Are you running terminal as Admin? 

"does this mean we no longer able to run multi time frame indicators ? ", I guess so

Do a bar count for the timeframe your getting the data input for the buffer. Make sure it isnt bigger than the bar count for your current chart, if its smaller then the use the shift to sync, if its bigger which isnt usually true of bigger frames then it may not be possible. You can use a different timeframe when inserting the OsMa onto a chart. Infact i tried the code and i didnt get a error which is bizarre, all implementation of the platform should have the same built in functions so we should have no difference.  

Have you got a memory scanner / hex editor and debugger like good old cheat engine? That will show you what is giving the error. 

 
Keelan:

Have you got a memory scanner / hex editor and debugger like good old cheat engine? That will show you what is giving the error. 
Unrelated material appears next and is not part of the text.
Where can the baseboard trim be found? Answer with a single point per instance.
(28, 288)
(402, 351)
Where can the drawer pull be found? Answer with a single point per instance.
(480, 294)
Unfortunately terminal.exe has a protection (or better) debugger detection embedded in the protection mechanism they use. Therefore the idea with using a debugger and getting a stack trace / back trace (including programm counter)  won't work (that easily). I remember having tried messing around with ollydbg a couple of years ago to debug some random annoyances that occoured with terminal.exe and failed. It took me a while to bypass (and understand) the debug protection. Later on discovered that terminal.exe also shifts their entire code from one memory segment to another. Unfortunately I initially came from 68000 programming and thus resigned because I didn't understand the x86 protection schemes and because of the overall time spent. Better results would probably be using a hardware debugger. A different approach would be to not care about the protection at all and dump the running process from start- to endaddress. Sadly this is a non option to debug code because you basicly freeze a running process where all variables, addresses and registers have been set to a defined state (before the freeze). Well that's all a couple of years back...

 

The above with simple words: Forget using a debugger in this case, because the time and efforts spent would be huge and totally irrational.